Bekah’s body was soft. I could feel the warmth of the room and the dancing all radiating off her in a way that made me feel safe and loved. As I held her, and we swayed to the music of the anniversary party, I realized I had never loved anyone or anything as much as I did this one girl at this one moment. She looked up at me as if my eyes had silently beckoned hers.
The eyes, the face, the lips, and the way she smiled consumed me and I bent low to kiss her soft. I had never kissed a girl this way. Never in a soft, sort of shy, lingering way. The kiss was all lips, no tongue, just the soft press of lips interlocking and holding. I closed my eyes and held tight to Bekah. As the music played and I swayed, I knew this was my soulmate. This was the one girl. This was the answer to all the questions. This, right here, was my way home.
I pulled away and my body spoke for me. My chest, my heart said I love you to Bekah and I felt her body say the same to me. Words had become inconsequential. They had, for that one moment, become cumbersome and obsolete.
Then the music stopped.
The couples shuffled off the floor and Bekah turned for the tables.

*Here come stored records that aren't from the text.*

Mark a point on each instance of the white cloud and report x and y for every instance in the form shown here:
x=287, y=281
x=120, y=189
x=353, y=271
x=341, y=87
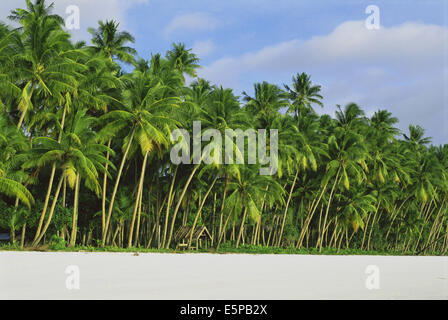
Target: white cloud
x=198, y=21
x=90, y=12
x=400, y=68
x=203, y=48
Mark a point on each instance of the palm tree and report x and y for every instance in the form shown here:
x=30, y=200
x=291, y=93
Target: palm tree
x=267, y=102
x=303, y=94
x=183, y=60
x=144, y=112
x=112, y=43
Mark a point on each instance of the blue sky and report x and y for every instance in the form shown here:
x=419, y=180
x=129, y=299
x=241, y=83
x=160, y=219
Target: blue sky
x=402, y=67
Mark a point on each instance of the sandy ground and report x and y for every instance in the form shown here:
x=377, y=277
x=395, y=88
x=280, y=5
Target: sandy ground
x=38, y=275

Come out, Virginia, don’t let me wait,
You Catholic girls start much too late.
It’s Billy Joel, and I have never wanted to dance with a girl before. Not like this. I have always danced the slow dance. At home, a few times, when I was a bold teenager dancing with his mommy, I had danced to fast songs, but never in public. Never at school dances or wedding dances or any other kind of dances you can think of. Usually slow song ends, and I rush off the floor. But seeing her walk away from me is unbearable.
I want to dance. I want to sing to her; I want to sweat and laugh and move my body and watch her move hers. I want all the trappings of good dancing. I want her on this floor for a little longer. As she walks away, I loop my hand around her elbow, and I spin her around.
She looks at me, confused. We stare at each other for a long moment and I am unsure. I am scared. There are more than a hundred people here. More than I ever wanted to even look at me, let alone watch me dance. She stares at me and slowly a smile rises.
I extend my hand and she giggles. She rolls her eyes and says, “Really?”
I grab her and spin her. I throw her wide to spin across the floor. She looks at me, and me at her, and I come in. I’m not thinking now. I am not trying. I don’t care in that moment if I am the worst dancer these people have ever seen.
Bramble danced with Rose. She said that a man needs to be able to dance with his woman to slow songs and fast. And Bekah was my woman. This woman, more than any other ever has been, was mine. I can feel it. I can see it. It is in everything that I do and everything that I think. This is the one they built for me. No other lover will be half as sweet. No other person can understand or begin to feel the world the way I do.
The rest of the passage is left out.